Abbiamo due certezze. La prima è che la transizione energetica non sta avvenendo alla velocità necessaria a fermare l’aumento della temperatura della Terra. La seconda è che in questa selva oscura di domande dovremmo farci largo a suon di scelte nette e coraggiose. I leader mondiali, quando si incontreranno per negoziare nuovi accordi. I governi e i parlamenti nazionali e locali, quando dovranno adottare misure che facilitino la transizione. Noi, quando suona la sveglia, accendiamo la luce, mettiamo la moka sui fornelli e ci avviamo a passo svelto verso un’altra giornata di lavoro.

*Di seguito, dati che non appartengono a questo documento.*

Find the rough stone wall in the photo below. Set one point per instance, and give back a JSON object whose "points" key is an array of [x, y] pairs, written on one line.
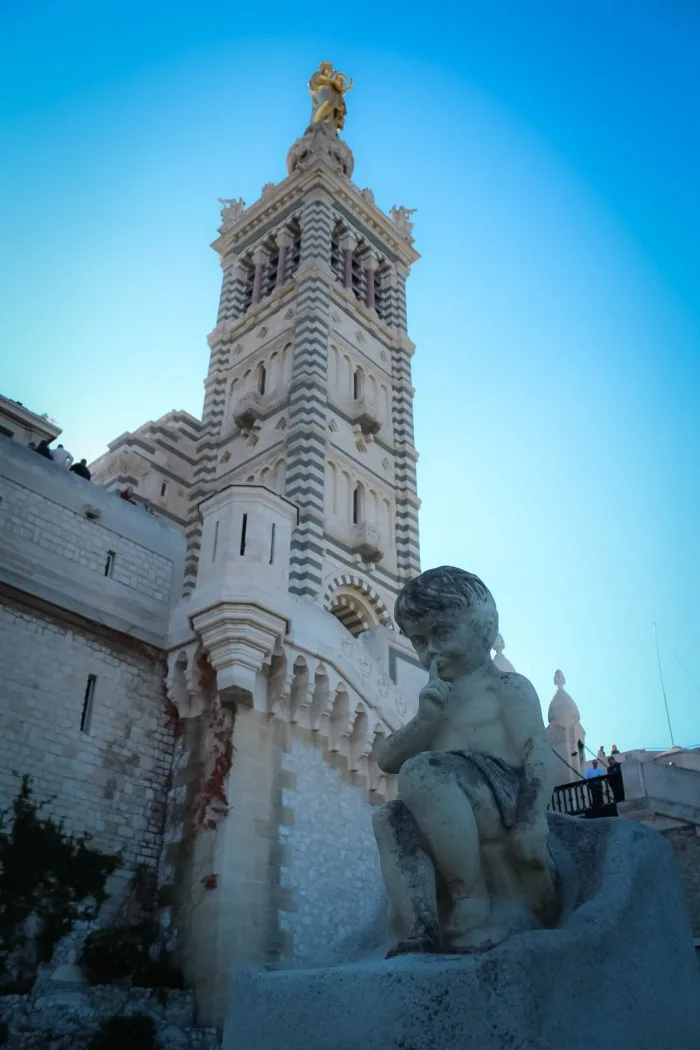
{"points": [[332, 864], [109, 779], [685, 844]]}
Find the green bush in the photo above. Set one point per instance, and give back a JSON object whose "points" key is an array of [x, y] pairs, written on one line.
{"points": [[46, 873], [136, 1032], [115, 953], [123, 953]]}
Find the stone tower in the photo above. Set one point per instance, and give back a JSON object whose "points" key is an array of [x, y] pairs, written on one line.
{"points": [[566, 733], [309, 387]]}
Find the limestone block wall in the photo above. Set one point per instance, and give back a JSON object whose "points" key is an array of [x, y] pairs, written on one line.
{"points": [[82, 549], [104, 754], [331, 862]]}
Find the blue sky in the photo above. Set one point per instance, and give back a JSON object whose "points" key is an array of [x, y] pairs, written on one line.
{"points": [[552, 150]]}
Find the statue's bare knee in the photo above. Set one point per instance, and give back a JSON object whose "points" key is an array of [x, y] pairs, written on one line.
{"points": [[416, 777], [386, 818]]}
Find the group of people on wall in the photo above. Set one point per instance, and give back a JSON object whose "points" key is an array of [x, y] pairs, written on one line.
{"points": [[607, 765], [61, 457]]}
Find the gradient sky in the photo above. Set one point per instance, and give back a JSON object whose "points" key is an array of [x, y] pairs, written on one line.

*Questa è la seconda parte di “La transizione energetica, ieri e oggi”. La prima parte dell’articolo, incentrata sulle transizioni energetiche del passato, potete leggerla qui.
…è possibile accumulare energia elettrica dentro ad un bollitore a resistenza… o pompando acqua in alto in caso di eccedenza di energia e farla ricadere all occorrenza…
…si può produrre energia anche tramite lavoro meccanico umano (palestre, carceri, ecc.)…
Insomma, non mi sembrate troppo preparati in materia.
Saluti
Gentile Max,
grazie del commento. Siamo consapevoli che esistano molti metodi di produrre energia; questo articolo contava di presentarne i più significativi.
L’accumulo di energia da te citato rientra all’interno di sistemi produzione esistenti (rinnovabili e non); l’energia da lavoro meccanico è in studio in contesti in cui si possano sfruttare “perdite” di lavoro (come gli spostamenti d’aria in autostrada), perché per il resto non è neanche lontanamente paragonabile alle altre fonti di energia.
Nel limite della nostra capacità, cerchiamo sempre di approfondire gli aspetti che meritano attenzione nella questione climatica. Speriamo di continuare a farlo anche grazie alle tue osservazioni.